O tecnólogo em Gestão Ambiental e conselheiro da Associação Kanindé, Edjales Benício, afirma que tudo não passa apenas de uma tentativa de regulamentar os retrocessos que já ocorrem, a vistas grossas, no território estadual.  “O governo e a Assembleia Legislativa de Rondônia vêm tentando, de forma sistemática, incluir atividades com alto grau de impacto nos recursos naturais sem critério nenhum, apenas numa tentativa de legalizar o ilegal”, disse à reportagem.

“E o pior: cria expectativa para esses infratores, que, mais tarde, somos sabedores que isso não vai prosperar. No entanto, os danos ambientais e sociais ficam, cada vez mais, evidentes, é isso o que está acontecendo. Mais uma tentativa de tentar legalizar o crime ambiental em Rondônia”, complementou.

Tecnólogo em Gestão Ambiental e conselheiro da Associação Cultural Kanindé, Edjales Benício interpreta a discussão como uma forma de regulamentar os crimes ambientais já ocorridos em Rondônia. (Reprodução/Acervo pessoal)

Rio Madeira, o novo Eldorado

Com a atual discussão permeando o Legislativo, o mais importante rio de Rondônia está, como nunca antes, sob ameaça. O primeiro passo, antes de se discutir sobre a profissão de garimpeiro, foi dado pelo governador do Estado, Marcos Rocha (PSL), por meio de um decreto que já regulamentava a garimpagem sobre os recursos hídricos rondonienses. O documento viabiliza, entre uma série de critérios, porém sem estudo científico, o licenciamento para o uso de balsas e dragas na mineração.

“Esse decreto do governador é um absurdo. Primeiro que ele estende o decreto para todos os recursos hídricos do Estado de Rondônia, daí você já vê que é um decreto extremamente falho, porque alguns rios são binacionais e outros passam por outros Estados. Mais uma vez, legislações sem fundamento técnico e científico”, rebateu Edjales Benício sobre o Decreto nº 25.780/2021.

Invasão de dragas de garimpo no Rio Madeira, no Amazonas, que também corta o Estado de Rondônia. (Reprodução/Greenpeace)

Cardozo destaca que o Madeira é um rio federal e que, por isso, o Estado não deveria legislar sobre sua exploração. “Eles estão fechando os olhos. Incentivando a garimpagem no Rio Madeira, esses órgãos desconsideram a pressão ambiental, mas também desconsideram a pressão social, porque sabemos que onde tem garimpo, há exploração infantil, há tráfico de drogas, há uma série de situações que têm de ser consideradas, das quais não se deve deixar a população à mercê”, declarou Ivaneide Cardozo, indignada. 

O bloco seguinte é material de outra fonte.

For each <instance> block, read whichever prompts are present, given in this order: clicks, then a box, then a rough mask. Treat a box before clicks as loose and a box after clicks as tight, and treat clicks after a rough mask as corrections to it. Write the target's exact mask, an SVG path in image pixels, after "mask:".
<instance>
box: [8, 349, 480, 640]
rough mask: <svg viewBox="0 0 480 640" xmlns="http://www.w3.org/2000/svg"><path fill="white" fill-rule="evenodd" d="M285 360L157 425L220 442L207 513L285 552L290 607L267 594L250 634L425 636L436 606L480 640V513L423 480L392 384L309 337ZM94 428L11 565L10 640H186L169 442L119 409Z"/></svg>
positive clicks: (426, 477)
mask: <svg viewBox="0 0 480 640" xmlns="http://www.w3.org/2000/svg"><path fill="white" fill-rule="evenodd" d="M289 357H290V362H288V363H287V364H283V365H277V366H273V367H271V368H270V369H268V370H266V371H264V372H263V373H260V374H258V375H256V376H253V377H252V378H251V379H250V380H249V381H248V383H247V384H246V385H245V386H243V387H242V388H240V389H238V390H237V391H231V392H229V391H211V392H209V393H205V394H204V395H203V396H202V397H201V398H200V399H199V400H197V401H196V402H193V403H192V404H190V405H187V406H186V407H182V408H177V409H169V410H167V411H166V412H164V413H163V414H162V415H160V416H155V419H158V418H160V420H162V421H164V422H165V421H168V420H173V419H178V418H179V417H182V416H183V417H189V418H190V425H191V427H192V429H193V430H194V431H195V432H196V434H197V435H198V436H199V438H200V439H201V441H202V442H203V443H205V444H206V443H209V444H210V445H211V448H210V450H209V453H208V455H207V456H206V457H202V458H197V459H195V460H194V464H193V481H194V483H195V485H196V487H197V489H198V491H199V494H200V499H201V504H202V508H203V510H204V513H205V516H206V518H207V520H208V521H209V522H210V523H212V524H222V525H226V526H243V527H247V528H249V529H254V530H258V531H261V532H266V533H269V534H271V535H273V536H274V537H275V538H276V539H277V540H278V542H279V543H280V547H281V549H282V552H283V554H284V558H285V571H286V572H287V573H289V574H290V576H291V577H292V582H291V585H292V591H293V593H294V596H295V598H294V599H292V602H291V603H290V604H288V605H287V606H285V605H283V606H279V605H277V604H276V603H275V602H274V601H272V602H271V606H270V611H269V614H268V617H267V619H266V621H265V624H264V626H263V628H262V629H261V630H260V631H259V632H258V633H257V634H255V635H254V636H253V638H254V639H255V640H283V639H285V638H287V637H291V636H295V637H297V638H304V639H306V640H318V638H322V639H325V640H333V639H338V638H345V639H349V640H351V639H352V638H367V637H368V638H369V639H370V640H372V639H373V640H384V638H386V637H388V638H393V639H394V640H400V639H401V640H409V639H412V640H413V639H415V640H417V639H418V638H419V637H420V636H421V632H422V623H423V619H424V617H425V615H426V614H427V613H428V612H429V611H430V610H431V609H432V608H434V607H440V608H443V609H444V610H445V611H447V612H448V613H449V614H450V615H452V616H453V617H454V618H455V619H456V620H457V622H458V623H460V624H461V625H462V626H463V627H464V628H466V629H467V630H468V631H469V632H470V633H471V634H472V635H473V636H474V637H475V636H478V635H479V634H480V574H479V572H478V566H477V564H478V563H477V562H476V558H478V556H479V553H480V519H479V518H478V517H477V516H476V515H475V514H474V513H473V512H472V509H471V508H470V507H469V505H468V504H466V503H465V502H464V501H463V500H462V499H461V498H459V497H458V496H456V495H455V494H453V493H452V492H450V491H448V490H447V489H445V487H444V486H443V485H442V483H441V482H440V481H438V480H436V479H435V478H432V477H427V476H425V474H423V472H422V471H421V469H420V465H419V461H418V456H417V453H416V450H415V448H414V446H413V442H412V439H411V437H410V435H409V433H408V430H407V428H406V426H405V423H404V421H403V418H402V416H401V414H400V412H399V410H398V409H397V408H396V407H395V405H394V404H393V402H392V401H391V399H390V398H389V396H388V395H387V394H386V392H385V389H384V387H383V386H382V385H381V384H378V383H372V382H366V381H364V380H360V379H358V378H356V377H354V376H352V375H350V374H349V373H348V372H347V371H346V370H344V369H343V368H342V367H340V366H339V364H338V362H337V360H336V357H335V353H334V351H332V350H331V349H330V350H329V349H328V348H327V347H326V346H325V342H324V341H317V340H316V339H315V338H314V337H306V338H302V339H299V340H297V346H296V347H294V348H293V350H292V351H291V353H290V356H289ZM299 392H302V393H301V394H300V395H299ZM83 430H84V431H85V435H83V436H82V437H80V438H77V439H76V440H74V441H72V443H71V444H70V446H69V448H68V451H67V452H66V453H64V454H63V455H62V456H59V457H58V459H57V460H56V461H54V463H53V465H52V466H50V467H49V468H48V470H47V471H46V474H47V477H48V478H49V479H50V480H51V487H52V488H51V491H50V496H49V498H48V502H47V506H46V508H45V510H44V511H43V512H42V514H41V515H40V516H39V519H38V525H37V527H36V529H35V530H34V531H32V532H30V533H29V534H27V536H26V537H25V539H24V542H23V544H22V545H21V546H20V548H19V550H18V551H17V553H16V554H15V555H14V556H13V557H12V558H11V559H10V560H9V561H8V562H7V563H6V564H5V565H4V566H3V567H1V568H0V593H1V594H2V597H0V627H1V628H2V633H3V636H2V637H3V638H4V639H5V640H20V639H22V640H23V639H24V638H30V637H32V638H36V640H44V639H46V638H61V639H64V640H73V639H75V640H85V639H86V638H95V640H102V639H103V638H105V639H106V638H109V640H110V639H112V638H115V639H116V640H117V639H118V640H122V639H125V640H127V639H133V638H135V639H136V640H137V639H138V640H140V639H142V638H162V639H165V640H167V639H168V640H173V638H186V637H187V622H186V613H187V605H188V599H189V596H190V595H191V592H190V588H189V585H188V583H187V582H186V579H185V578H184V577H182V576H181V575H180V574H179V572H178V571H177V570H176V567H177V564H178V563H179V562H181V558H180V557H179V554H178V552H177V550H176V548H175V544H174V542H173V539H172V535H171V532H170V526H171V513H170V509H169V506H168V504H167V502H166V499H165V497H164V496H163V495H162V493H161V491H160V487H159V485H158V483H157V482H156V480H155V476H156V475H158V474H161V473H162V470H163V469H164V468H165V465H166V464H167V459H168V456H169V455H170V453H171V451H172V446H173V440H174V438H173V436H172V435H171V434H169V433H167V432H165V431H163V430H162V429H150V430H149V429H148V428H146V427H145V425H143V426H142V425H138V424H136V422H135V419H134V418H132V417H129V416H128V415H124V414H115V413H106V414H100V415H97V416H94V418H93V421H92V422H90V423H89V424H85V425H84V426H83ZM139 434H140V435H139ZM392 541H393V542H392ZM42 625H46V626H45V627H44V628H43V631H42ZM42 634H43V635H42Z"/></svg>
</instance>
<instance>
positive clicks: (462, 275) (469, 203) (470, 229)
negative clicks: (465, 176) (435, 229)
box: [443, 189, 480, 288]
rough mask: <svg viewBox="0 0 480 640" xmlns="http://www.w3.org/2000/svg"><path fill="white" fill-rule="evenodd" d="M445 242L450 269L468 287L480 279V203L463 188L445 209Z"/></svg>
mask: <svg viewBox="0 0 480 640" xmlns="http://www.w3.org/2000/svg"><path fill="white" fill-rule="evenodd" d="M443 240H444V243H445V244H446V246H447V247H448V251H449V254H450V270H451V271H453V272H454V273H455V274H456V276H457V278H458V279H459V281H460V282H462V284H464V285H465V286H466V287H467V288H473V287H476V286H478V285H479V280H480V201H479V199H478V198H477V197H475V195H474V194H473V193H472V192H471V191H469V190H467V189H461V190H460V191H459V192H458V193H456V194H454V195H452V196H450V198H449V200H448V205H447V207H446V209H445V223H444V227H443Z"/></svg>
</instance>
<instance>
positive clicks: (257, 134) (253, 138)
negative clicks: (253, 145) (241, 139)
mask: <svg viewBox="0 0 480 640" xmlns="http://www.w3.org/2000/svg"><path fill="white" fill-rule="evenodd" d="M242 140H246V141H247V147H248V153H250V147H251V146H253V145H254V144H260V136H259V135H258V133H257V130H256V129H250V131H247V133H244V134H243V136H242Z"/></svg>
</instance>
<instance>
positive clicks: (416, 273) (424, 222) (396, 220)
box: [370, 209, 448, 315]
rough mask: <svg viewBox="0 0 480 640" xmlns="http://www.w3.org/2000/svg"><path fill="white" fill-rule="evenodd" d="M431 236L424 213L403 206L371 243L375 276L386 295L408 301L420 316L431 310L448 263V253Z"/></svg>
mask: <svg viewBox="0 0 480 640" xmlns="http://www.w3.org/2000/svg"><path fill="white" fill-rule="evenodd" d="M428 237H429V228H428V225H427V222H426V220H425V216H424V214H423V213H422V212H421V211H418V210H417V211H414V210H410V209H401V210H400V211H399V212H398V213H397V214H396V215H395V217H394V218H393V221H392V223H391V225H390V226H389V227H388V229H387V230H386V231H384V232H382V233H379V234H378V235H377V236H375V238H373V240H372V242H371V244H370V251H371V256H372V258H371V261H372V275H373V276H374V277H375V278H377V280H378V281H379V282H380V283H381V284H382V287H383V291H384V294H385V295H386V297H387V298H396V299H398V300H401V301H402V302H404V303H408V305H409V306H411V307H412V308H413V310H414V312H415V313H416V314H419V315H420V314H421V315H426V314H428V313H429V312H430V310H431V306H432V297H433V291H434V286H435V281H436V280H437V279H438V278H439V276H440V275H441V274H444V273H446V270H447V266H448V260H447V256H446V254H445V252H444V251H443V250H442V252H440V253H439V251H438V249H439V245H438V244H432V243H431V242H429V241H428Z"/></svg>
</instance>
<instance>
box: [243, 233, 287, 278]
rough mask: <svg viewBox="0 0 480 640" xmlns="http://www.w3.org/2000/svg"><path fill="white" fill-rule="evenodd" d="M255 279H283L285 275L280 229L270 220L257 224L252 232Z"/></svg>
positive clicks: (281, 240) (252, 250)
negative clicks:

A presidente da Associação também criticou o governo do Estado de Rondônia por facilitar o licenciamento para explorar o garimpo no Rio Madeira e destacou o risco de sujeitar a população à exposição de mercúrio. Cardozo ressaltou ainda que as crianças também sofrem com os efeitos da prática.

“É muito sério e muito preocupante ver que os políticos eleitos para defender o direito do povo estão na Assembleia Legislativa legislando contra o povo, legislando a favor de uma minoria que está impactando a biodiversidade. Basta ver a situação do garimpo com os Yanomami. É criança desnutrida, é criança morrendo por conta das dragas. É lamentável ver essa atitude”, concluiu a presidente da Kanindé.